In 2016, David Liu, PhD, a chemistry professor affiliated with Harvard University, the Broad Institute, and the Howard Hughes Medical Institute, combined Cas9 with another bacterial protein to allow the precise replacement of one nucleotide with another: the first base editor. Instead of cutting, base editors convert the nucleotides A•T to G•C, or C•G to T•A, in DNA for precision genome editing.
Now, researchers at the University of California (UC), Berkeley, have obtained the first 3D structure of base editors. More specifically, in order to understand the molecular basis for DNA adenosine deamination by adenine base editors (ABEs), they determined a 3.2-angstrom resolution cryo–EM structure of ABE8e in a substrate-bound state.
The research is published today in Science in the paper, “DNA capture by a CRISPR-Cas9–guided adenine base editor.” The detailed 3D structure provides a roadmap for tweaking base editors to make them more versatile and controllable for use in patients.
“We were able to observe for the first time a base editor in action,” said UC Berkeley postdoctoral fellow Gavin Knott, PhD. “Now we can understand not only when it works and when it doesn’t, but also design the next generation of base editors to make them even better and more clinically appropriate.
CRISPR-Cas9 base editors comprise RNA-guided Cas proteins fused to an enzyme that can deaminate a DNA nucleoside. “We actually see for the first time that base editors behave as two independent modules: You have the Cas9 module that gives you specificity, and then you have a catalytic module that provides you with the activity,” said Audrone Lapinaite, PhD, a former UC Berkeley postdoctoral fellow who is now an assistant professor at Arizona State University in Tempe. “The structures we got of this base editor bound to its target really give us a way to think about Cas9 fusion proteins, in general, giving us ideas which region of Cas9 is more beneficial for fusing other proteins.”
The high resolution structure is of ABE8e bound to DNA in which the target adenine is replaced with an analog designed to trap the catalytic conformation. The structure, together with kinetic data comparing ABE8e to earlier ABEs, explains how ABE8e edits DNA bases and could inform future base-editor design.

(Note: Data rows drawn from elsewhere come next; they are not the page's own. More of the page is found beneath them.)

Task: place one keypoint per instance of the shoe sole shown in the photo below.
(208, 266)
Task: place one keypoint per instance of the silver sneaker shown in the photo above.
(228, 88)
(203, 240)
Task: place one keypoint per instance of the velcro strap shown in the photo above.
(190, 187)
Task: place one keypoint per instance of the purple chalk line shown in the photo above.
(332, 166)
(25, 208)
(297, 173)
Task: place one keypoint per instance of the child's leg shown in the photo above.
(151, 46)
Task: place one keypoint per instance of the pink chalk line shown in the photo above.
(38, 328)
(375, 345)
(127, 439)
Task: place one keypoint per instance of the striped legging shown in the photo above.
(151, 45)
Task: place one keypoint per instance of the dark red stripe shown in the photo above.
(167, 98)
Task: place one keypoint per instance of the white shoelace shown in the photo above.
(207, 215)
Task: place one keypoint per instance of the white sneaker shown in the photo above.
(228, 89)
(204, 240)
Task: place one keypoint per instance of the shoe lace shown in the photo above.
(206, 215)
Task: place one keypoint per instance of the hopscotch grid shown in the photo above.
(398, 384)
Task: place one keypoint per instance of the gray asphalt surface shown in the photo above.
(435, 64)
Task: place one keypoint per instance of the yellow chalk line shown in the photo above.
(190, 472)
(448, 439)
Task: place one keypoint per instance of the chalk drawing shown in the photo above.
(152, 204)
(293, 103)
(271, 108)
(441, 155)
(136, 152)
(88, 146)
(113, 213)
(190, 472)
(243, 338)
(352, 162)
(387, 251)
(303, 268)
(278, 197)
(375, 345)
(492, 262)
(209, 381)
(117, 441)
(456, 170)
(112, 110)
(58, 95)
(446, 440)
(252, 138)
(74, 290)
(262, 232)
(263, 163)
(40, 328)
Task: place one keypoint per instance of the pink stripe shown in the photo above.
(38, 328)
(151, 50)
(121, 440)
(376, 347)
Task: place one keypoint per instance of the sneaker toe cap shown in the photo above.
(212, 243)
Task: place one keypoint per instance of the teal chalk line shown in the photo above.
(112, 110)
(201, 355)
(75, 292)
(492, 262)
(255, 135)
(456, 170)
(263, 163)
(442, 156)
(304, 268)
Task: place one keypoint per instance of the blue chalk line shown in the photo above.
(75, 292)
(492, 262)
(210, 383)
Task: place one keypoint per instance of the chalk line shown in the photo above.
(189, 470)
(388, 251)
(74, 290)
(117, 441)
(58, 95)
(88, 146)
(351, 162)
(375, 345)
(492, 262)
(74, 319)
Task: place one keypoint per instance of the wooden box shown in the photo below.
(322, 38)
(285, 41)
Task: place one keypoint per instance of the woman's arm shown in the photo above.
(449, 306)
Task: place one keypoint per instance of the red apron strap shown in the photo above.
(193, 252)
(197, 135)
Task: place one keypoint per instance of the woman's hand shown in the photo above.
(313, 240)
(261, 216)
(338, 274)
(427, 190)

Editing one base at a time
While the early adenine base editor was slow, the newest version—ABE8e—is blindingly fast: It completes nearly 100% of intended base edits in 15 minutes. Yet, ABE8e may be more prone to edit unintended pieces of DNA in a test tube, potentially creating off-target effects.
Activity assays showed why ABE8e is prone to create more off-target edits: The deaminase protein fused to Cas9 is always active. As Cas9 hops around the nucleus, it binds and releases hundreds or thousands of DNA segments before it finds its intended target. The attached deaminase doesn’t wait for a perfect match and often edits a base before Cas9 comes to rest on its final target.
The authors wrote that the kinetic and structural data “suggest that ABE8e catalyzes DNA deamination up to ~1100-fold faster than earlier ABEs because of mutations that stabilize DNA substrates in a constrained, transfer RNA–like conformation.” They continued, “ABE8e’s accelerated DNA deamination suggests a previously unobserved transient DNA melting that may occur during double-stranded DNA surveillance by CRISPR-Cas9.”
Knowing how the effector domain and Cas9 are linked can lead to a redesign that makes the enzyme active only when Cas9 has found its target.
“If you really want to design truly specific fusion protein, you have to find a way to make the catalytic domain more a part of Cas9, so that it would sense when Cas9 is on the correct target and only then get activated, instead of being active all the time,” Lapinaite said.
The structure of ABE8e also pinpoints two specific changes in the deaminase protein that make it work faster than the early version of the base editor, ABE7.10. Those two point mutations allow the protein to grip the DNA tighter and more efficiently replace A with G.
“As a structural biologist, I really want to look at a molecule and think about ways to rationally improve it. This structure and accompanying biochemistry really give us that power,” Knott added. “We can now make rational predications for how this system will behave in a cell, because we can see it and predict how it’s going to break or predict ways to make it better.”